Pathway and gene-based analyses of the CMAP drug-driven transcription profiles in cancer cell lines in relation to target profiles from AD, PD, and HD. The drugs and target profiles are shown as points on a plane with distances between drugs given by $\frac{1}{2}\left(1-c\right)$, where the correlation is $c=\frac{UU+DD-UD-DU}{UU+DD+UD+DU}$, with $U$ and $D$ the number of shared pathways/genes regulated upwards and downwards, respectively. The distance to the target profile is $\frac{1}{2}\left(1+c\right)$, such that proximity now indicates anti-correlation. Points are mapped to the plane with the target at the centre, in black, and distances to the target are preserved. Angular separations of the compounds are optimised through steepest descent iteration.

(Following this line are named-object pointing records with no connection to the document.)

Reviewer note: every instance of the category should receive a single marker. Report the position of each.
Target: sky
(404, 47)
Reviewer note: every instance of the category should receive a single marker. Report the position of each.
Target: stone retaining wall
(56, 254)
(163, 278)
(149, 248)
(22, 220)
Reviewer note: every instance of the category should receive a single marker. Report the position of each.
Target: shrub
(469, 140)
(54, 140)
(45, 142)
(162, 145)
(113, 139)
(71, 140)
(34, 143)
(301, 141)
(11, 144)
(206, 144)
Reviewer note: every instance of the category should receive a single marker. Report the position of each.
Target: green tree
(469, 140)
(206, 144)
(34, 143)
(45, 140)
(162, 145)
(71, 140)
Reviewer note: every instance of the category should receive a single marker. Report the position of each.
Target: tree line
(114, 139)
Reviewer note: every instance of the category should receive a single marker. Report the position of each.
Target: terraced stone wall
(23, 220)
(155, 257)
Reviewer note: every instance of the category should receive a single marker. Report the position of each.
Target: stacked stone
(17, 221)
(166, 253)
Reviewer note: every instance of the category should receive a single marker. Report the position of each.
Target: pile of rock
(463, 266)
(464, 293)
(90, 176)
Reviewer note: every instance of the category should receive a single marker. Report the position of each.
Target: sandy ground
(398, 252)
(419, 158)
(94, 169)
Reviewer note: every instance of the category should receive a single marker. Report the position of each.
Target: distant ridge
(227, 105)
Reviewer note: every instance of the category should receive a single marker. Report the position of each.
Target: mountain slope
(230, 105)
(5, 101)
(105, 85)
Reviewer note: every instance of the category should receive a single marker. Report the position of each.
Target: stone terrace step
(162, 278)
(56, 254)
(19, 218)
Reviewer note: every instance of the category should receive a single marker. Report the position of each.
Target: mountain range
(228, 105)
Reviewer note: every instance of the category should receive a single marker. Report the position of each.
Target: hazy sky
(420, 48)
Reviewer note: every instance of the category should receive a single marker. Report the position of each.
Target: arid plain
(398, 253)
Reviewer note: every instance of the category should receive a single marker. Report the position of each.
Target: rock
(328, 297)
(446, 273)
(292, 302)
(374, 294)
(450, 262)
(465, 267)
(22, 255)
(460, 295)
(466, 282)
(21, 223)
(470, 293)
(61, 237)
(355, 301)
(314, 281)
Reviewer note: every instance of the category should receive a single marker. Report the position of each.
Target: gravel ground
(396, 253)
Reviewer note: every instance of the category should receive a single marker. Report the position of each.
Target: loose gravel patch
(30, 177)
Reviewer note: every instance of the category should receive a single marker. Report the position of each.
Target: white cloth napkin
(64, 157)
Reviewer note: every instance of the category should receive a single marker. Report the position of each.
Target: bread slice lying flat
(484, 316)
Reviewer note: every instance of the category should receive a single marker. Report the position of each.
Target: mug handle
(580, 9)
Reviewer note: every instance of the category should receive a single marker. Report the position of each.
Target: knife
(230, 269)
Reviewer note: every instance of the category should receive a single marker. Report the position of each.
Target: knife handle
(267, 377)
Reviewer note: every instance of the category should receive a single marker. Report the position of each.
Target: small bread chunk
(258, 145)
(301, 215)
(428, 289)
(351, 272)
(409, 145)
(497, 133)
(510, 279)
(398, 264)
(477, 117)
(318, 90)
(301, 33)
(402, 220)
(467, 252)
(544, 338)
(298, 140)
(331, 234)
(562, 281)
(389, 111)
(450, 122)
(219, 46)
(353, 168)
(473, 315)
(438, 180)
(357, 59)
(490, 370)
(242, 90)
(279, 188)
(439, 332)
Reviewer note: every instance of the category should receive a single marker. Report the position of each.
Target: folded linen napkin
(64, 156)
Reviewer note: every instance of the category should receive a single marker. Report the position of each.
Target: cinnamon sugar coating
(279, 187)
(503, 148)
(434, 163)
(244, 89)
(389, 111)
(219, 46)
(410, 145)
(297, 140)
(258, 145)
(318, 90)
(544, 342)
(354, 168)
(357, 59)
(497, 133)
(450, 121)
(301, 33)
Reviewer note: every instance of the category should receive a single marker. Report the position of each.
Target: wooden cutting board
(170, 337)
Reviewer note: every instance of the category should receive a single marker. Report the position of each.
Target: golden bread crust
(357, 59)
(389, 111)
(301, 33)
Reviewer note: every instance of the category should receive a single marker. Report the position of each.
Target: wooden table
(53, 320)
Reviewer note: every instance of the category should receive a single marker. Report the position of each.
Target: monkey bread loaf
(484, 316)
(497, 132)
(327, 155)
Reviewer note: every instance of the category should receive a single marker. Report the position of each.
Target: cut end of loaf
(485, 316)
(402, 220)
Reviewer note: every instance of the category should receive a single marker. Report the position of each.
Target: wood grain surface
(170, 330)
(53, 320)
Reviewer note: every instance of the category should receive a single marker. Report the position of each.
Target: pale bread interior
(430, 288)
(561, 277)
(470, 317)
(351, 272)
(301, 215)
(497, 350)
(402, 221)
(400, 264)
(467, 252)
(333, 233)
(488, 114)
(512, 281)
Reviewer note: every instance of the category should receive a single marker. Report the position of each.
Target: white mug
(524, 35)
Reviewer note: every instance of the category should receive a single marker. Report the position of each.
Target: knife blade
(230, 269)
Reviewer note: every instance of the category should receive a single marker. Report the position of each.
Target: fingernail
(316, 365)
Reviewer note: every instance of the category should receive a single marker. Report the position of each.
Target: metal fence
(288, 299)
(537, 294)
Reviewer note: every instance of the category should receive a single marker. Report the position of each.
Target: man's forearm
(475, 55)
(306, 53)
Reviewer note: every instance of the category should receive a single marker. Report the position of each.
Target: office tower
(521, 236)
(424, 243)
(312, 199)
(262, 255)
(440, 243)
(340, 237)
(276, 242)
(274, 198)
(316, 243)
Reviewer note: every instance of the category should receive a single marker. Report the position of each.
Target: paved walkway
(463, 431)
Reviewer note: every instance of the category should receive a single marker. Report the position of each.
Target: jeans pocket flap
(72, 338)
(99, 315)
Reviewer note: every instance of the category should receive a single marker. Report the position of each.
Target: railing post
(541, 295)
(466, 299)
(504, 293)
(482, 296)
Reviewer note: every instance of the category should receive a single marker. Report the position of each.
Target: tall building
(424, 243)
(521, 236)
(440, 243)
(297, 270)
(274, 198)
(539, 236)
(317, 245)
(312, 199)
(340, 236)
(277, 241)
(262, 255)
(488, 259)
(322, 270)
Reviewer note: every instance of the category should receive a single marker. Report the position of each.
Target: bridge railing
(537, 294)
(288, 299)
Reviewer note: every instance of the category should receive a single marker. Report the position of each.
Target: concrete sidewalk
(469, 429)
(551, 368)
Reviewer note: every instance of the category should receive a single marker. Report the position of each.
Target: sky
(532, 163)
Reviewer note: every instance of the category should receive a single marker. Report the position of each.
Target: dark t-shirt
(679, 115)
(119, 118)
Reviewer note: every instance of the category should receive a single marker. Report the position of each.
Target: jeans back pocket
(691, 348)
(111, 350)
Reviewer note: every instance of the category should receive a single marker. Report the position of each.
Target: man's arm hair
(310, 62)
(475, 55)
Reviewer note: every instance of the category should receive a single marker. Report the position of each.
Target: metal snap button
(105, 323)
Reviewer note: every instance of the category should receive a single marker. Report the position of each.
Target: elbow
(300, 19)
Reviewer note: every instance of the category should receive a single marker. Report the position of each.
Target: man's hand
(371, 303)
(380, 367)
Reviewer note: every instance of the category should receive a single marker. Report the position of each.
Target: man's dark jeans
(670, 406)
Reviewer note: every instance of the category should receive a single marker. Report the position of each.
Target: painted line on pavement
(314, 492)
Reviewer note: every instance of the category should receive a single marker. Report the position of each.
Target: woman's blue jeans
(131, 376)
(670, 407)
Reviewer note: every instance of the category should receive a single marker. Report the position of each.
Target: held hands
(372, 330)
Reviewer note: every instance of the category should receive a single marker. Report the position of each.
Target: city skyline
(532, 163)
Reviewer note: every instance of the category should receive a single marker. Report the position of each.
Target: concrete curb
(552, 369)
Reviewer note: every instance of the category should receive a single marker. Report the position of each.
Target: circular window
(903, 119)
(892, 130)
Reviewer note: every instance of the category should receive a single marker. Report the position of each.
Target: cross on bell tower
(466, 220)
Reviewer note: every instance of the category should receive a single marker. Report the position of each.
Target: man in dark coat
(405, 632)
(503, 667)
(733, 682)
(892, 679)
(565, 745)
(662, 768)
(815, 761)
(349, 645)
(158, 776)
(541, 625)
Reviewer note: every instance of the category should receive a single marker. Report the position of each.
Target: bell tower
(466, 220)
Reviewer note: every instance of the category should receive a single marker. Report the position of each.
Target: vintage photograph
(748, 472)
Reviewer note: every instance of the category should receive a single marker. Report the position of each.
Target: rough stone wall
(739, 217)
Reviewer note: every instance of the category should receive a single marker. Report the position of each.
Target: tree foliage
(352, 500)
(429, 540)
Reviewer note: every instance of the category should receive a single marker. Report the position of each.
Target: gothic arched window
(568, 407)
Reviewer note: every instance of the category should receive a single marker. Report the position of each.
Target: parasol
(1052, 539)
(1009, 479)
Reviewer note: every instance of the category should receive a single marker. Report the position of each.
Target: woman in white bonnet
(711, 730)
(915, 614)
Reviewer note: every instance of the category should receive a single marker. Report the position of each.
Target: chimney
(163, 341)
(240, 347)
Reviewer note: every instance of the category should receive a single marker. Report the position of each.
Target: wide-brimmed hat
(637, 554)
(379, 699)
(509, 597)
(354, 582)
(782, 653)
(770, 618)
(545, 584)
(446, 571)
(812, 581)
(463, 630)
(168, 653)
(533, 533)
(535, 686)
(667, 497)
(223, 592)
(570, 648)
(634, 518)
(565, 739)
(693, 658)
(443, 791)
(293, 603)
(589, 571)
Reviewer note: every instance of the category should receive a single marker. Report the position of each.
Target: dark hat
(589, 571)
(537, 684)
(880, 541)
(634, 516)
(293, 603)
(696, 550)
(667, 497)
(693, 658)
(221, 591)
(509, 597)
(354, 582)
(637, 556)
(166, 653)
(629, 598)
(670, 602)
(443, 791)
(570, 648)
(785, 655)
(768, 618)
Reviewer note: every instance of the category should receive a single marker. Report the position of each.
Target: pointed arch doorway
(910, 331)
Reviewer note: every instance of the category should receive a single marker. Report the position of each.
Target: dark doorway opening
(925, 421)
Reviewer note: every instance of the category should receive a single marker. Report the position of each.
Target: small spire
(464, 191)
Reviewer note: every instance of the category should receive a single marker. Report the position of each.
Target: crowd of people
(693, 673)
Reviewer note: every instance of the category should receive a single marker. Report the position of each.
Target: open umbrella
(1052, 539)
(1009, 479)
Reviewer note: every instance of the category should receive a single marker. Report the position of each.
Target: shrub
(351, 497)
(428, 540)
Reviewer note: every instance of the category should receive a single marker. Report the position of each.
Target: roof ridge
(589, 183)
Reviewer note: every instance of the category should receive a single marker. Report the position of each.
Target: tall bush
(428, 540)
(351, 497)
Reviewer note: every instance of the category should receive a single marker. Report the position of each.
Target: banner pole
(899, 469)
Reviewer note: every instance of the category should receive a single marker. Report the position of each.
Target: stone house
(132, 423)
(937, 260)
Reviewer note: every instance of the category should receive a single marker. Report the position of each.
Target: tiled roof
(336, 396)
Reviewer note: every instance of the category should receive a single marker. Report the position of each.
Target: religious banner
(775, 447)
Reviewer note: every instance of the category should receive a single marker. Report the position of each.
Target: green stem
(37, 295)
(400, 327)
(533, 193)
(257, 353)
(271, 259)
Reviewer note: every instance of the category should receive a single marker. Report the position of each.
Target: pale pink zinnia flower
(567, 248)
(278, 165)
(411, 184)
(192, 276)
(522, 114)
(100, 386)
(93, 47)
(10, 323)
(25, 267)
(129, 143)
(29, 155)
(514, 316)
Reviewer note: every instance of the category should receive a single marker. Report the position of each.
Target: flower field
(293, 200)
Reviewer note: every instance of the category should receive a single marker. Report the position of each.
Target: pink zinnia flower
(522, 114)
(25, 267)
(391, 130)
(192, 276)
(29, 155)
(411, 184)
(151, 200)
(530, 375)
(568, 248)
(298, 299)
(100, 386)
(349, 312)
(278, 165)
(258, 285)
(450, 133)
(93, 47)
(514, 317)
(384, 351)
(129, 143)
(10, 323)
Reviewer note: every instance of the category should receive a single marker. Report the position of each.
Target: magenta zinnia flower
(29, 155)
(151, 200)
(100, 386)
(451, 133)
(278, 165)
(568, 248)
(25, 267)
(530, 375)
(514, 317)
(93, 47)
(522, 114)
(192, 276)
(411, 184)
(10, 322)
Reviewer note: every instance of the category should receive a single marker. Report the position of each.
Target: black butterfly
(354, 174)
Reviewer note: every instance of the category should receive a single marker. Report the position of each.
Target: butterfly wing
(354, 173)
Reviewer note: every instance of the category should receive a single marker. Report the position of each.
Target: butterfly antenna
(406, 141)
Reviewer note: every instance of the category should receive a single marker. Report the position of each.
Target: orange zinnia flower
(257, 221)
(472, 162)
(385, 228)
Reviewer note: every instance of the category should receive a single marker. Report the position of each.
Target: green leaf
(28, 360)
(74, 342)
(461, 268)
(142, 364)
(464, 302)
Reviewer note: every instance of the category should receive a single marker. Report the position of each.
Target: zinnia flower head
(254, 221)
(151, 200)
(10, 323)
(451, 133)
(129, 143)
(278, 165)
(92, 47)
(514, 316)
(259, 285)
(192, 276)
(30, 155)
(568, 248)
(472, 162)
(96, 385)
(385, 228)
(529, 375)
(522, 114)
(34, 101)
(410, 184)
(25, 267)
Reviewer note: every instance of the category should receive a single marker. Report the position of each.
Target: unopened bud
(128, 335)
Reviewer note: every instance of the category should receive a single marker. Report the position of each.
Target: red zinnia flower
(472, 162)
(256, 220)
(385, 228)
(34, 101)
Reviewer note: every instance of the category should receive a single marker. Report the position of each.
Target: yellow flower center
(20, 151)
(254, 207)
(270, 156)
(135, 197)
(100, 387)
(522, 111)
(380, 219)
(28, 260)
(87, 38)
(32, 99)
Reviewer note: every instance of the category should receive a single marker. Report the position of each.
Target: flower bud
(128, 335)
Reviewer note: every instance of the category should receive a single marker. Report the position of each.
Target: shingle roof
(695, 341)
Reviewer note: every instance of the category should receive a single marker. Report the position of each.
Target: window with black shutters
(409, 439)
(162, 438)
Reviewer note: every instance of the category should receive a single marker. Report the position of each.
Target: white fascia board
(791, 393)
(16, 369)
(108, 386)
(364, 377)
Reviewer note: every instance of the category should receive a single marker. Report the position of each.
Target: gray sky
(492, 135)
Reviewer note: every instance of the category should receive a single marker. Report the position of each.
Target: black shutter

The compounds are scattered in a more diffuse pattern for the pathway-based analysis. Interestingly, fasudil, shown in violet, emerges as a repurposing candidate only in the pathway-based analysis. In particular, the contingency table for AD is $\left[\begin{array}{cc}12& 20\\ 41& 11\end{array}\right]$ $p<0.00017$, that for PD is $\left[\begin{array}{cc}17& 13\\ 24& 6\end{array}\right]$ $p<0.047$, and that for HD is $\left[\begin{array}{cc}20& 12\\ 36& 6\end{array}\right]$ $p<0.016$.